Abiy Ahmed has won two important votes. In March 2018, Ethiopia’s now defunct ruling coalition made him prime minister. Last October, Norway’s Nobel committee, impressed by his subsequent actions on human rights and conclusion of a peace deal with Eritrea, picked him as winner of the 2019 Nobel Peace Prize.
Now Mr Abiy must win the election that really counts — in August, when he and his newly formed Prosperity party face the Ethiopian people in a general election. If the exercise is free and fair, as Mr Abiy has promised, there is no guarantee he or his party will win it.
What happens in Ethiopia matters. After 15 years of near double-digit growth, Africa’s second-most populous country, with nearly 114m people, has left behind its famine-stricken image and become a talisman for development.
Though still very poor, the country has made huge strides in health, education and poverty reduction. Life expectancy has gone from 52 at the turn of the century to 67. The economy has grown more than 10-fold in the same period. Despite complaints that the elite has enriched itself, Ethiopia has one of the most even distributions of income on the continent.
This happy narrative is undermined by one thing: the political reality. While Mr Abiy is still feted abroad, his image at home has taken a battering. The peace process with Eritrea has stalled. Opponents say Mr Abiy is egotistical, even power-hungry. “We fought against a one-party dominated system,” says Jawar Mohamed, a former ally turned political rival. “Now he’s trying to create a one man-dominated system.”
The Addis Standard, a monthly magazine, accuses Mr Abiy of filling up the jails again with political prisoners and carrying out military bombardment of armed opposition forces in Oromia, the most populous region. The government, reeling from ethnic vitriol on the airwaves, has passed a controversial law curbing hate speech.
Much of the backlash relates to a complex tussle between Mr Abiy, an “Ethiopianist” who stresses the unity of the state, and those who see the nation through an ethnic lens. Visitors referring to Ethiopia as a “nation” are often told that, under the constitution, it is a “nation of nations”.
The 1995 constitution, enacted after the 1991 overthrow of a ruinous Marxist regime, emphasised ethnicity by dividing the country into nine supposedly ethnically integral regions. This was partly designed to camouflage the fact that, in reality, the country was being run by Tigrayans, who make up only 6 per cent of the population, but who led the revolution and implemented the reforms that brought spectacular growth.

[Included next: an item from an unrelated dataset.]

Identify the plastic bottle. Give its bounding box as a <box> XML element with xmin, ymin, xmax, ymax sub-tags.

Mr Abiy, in a policy that looks laudable from afar, has sought to de-emphasise the importance of ethnicity. He has advanced a concept of medemer, an Amharic word meaning “synergy”, variously mocked as vacuous or criticised as a dangerous grab for power in the name of national unity.
Mr Abiy has also disbanded the Ethiopian People’s Revolutionary Democratic Front, the former ruling coalition made up of ethnic parties from Oromia, Amhara, Tigray and the Southern Nations. He has replaced it with an economically centrist, non-ethnic Prosperity party.

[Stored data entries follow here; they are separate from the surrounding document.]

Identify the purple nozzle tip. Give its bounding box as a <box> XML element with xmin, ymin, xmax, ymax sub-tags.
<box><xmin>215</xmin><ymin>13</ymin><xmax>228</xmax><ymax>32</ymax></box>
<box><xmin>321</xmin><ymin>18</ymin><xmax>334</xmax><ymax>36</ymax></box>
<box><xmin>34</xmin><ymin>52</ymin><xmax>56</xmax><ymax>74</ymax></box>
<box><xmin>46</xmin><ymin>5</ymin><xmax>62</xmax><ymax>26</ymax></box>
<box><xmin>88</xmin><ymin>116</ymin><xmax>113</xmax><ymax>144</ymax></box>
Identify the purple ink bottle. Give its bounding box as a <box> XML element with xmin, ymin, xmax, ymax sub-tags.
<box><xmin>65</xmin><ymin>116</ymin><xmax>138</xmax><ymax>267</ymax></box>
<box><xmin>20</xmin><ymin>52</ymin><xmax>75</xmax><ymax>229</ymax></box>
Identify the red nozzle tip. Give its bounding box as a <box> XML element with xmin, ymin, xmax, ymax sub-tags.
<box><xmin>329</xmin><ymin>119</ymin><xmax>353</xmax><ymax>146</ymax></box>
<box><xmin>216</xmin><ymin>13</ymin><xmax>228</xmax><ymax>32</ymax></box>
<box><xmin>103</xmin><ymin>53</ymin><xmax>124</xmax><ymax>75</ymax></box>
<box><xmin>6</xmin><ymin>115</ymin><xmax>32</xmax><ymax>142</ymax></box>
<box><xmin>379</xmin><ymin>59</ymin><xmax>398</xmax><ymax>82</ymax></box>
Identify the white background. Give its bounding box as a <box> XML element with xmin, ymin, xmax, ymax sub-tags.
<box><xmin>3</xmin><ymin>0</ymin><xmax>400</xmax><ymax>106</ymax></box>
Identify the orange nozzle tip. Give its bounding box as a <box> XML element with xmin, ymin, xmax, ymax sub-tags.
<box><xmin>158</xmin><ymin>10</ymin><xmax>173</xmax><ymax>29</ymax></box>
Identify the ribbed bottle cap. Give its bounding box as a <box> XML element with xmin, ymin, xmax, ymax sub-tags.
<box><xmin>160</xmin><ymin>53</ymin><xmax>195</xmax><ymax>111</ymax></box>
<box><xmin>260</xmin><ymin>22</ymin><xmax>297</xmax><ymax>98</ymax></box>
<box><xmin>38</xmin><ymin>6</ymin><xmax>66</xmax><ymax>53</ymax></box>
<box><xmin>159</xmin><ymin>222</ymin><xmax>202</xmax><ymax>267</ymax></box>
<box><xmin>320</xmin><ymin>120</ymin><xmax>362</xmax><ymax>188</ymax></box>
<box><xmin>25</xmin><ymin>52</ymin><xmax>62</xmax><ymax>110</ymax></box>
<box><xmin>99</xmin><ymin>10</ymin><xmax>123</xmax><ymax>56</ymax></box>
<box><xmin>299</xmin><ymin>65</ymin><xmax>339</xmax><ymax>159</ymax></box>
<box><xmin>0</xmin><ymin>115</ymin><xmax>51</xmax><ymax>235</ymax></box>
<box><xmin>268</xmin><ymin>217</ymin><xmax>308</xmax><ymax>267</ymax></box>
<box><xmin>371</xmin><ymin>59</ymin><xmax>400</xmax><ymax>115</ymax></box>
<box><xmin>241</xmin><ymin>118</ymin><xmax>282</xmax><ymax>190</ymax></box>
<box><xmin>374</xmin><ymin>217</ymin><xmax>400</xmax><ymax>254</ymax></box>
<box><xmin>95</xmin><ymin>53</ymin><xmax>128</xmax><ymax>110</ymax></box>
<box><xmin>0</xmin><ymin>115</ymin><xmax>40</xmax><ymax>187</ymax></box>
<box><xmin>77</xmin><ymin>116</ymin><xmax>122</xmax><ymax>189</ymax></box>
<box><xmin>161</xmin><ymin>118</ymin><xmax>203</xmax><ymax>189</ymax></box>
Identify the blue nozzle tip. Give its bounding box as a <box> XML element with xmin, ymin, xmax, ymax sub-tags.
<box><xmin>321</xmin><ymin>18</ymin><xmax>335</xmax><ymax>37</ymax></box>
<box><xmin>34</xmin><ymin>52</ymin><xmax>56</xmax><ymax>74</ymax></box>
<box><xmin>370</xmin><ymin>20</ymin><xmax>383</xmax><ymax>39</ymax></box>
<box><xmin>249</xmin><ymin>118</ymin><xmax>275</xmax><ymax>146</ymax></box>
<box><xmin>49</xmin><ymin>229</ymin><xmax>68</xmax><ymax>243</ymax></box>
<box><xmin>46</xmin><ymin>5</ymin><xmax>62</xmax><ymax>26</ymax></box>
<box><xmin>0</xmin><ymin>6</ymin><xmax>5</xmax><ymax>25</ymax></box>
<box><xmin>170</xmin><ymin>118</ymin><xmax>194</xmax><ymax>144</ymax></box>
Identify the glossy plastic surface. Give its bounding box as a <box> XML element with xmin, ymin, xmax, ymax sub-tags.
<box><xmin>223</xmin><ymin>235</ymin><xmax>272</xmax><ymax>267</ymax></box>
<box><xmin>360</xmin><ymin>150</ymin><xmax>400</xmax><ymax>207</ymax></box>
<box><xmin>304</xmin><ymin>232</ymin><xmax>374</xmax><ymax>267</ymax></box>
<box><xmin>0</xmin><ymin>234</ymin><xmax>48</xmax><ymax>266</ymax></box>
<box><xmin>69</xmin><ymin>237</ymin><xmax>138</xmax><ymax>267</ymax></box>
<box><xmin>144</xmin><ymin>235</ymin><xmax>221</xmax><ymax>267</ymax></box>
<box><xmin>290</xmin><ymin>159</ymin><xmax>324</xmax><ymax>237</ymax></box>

His advisers insist this was the right thing to do, bringing previously excluded minorities into the political process. But the Tigrayan political establishment, largely purged by Mr Abiy, has refused to join.
In other regions too, Mr Abiy’s message of unity has backfired. Ironically, opposition is among the most severe in Oromia, his own region, which in 2018 wildly celebrated Mr Abiy’s ascent as a victory for a long marginalised people.
Now he stands accused of betraying those aspirations by stressing an Ethiopianist agenda. Lemma Megersa, former president of the Oromo region, has fallen out with him as a result. Now defence minister, Mr Lemma opposes Mr Abiy’s hurried formation of the Prosperity party. If Mr Lemma were to quit the government, it could seriously erode Mr Abiy’s electoral chances in Oromia, and nationally.
Tensions are inevitable. Mr Abiy has taken the lid off decades of repression. He invited back groups that once sought to overthrow the state by force. Still, critics may be right that the transition has been botched.
Mr Abiy does have incumbency on his side. His party controls the state machinery and finances. Assuming elections go ahead in August — and they could yet be derailed — his party might well scrape a victory. That would give Mr Abiy five more years. At the end of that period, it will be interesting to see if the Nobel committee has any regrets.